Converting a database-driven (non-OO) python script into a non-database driven, OO-script

I have some software that is heavily dependent on MySQL, and is written in python without any class definitions. For performance reasons, and because the database is really just being used to store and retrieve large amounts of data, I'd like to convert this to an object-oriented python script that does not use the database at all.

So my plan is to export the database tables to a set of files (not many -- it's a pretty simple database; it's big in that it has a lot of rows, but only a few tables, each of which has just two or three columns).

Then I plan to read the data in, and have a set of functions which provide access to and operations on the data.

My question is this:

is there a preferred way to convert a set of database tables to classes and objects? For example, if I have a table which contains fruit, where each fruit has an id and a name, would I have a "CollectionOfFruit" class which contains a list of "Fruit" objects, or would I just have a "CollectionOfFruit" class which contains a list of tuples? Or would I just have a list of Fruit objects?

I don't want to add any extra frameworks, because I want this code to be easy to transfer to different machines. So I'm really just looking for general advice on how to represent data that might more naturally be stored in database tables, in objects in Python.

Alternatively, is there a good book I should read that would point me in the right direction on this?


Asked by: Chelsea739 | Posted: 06-12-2021






Answer 1

If the data is a natural fit for database tables ("rectangular data"), why not convert it to sqlite? It's portable -- just one file to move the db around, and sqlite is available anywhere you have python (2.5 and above anyway).

Answered by: Samantha202 | Posted: 07-01-2022



Answer 2

Generally you want your Objects to absolutely match your "real world entities".

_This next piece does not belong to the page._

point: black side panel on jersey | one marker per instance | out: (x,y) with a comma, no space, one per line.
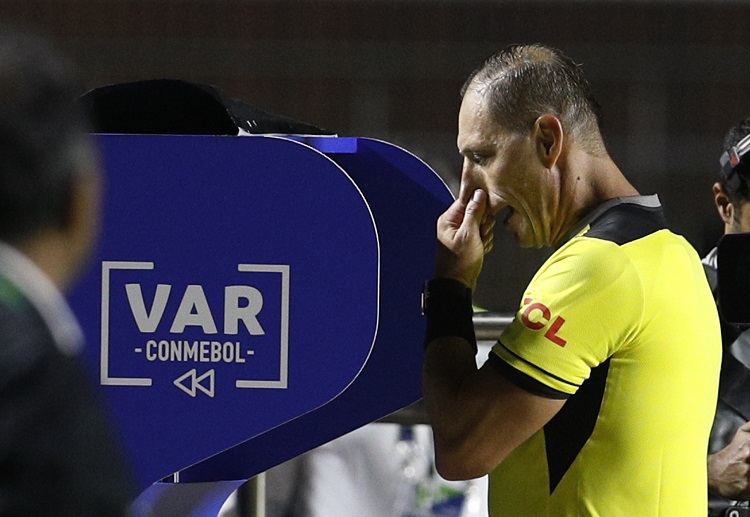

Since you're starting from a database, it's not always the case that the database has any real-world fidelity, either. Some database designs are simply awful.

If your database has reasonable models for Fruit, that's where you start. Get that right first.

A "collection" may -- or may not -- be an artificial construct that's part of the solution algorithm, not really a proper part of the problem. Usually collections are part of the problem, and you should design those classes, also.

Other times, however, the collection is an artifact of having used a database, and a simple Python list is all you need.

Still other times, the collection is actually a proper mapping from some unique key value to an entity, in which case, it's a Python dictionary.

And sometimes, the collection is a proper mapping from some non-unique key value to some collection of entities, in which case it's a Python collections.defaultdict(list).

Start with the fundamental, real-world-like entities. Those get class definitions.

Collections may use built-in Python collections or may require their own classes.

Answered by: Alissa991 | Posted: 07-01-2022



Answer 3

There's no "one size fits all" answer for this -- it'll depend a lot on the data and how it's used in the application. If the data and usage are simple enough you might want to store your fruit in a dict with id as key and the rest of the data as tuples. Or not. It totally depends. If there's a guiding principle out there then it's to extract the underlying requirements of the app and then write code against those requirements.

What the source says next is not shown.